Now that I had a better idea of what type and size of display I wanted it was easier to locate reviews that covered those displays for photo editing. After balancing up the recommended models against price I decided on another Dell (the tipping point was finding a local store that was $200 cheaper than direct from Dell), then I sat on that decision for a while. There ended up being three Dell models I was considering, one released a few years ago, the current model which was similar in price to the earlier one but slightly less well reviewed, and the next model up from last year. My final choice was a UP2716D which I picked up just before Christmas and now my desk looks like this:
This is the end result of spending all of today of taking everything out, cleaning behind the desk and putting it all back in some kind of order. I do this every couple of years, each time I trying to keep it clean and organised for as long as possible. There are still some boxes to sort through, a tray is miscellaneous stuff and you don’t want to know what is in the drawers…
My old 24″ display had a card reader built into the side, this was very convenient whenever I wanted to transfer photos from my camera, such as when I took the above photo. For now I am using the portable reader that I keep in my camera bag, but I do have a reader in the cupboard that goes in a 3.5″ bay…

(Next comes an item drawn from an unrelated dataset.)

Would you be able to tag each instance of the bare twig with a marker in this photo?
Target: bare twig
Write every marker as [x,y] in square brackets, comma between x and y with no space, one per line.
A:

Another aside is that for the few days between my impulse purchase of a graphics card and getting the new display was that I was worried that I might have made a mistake. Most of the time the internet says that the maximum resolution of HDMI is 1920×1200, but then later versions of HDMI increased that. All I could find from Dell was that would be the maximum resolution if I used HDMI with the display I wanted to get, I would need to use DisplayPort to use the native 2560×1440 resolution. The new graphics card I got doesn’t have DisplayPort, it has HDMI, VGA, and DVI, so would I have to try to return it and get a different card? Maybe not as other internet searches led me to people listing what resolutions would work between various cards and displays. In the end it worked out fine, but the combination of poor or outdated documentation was annoying.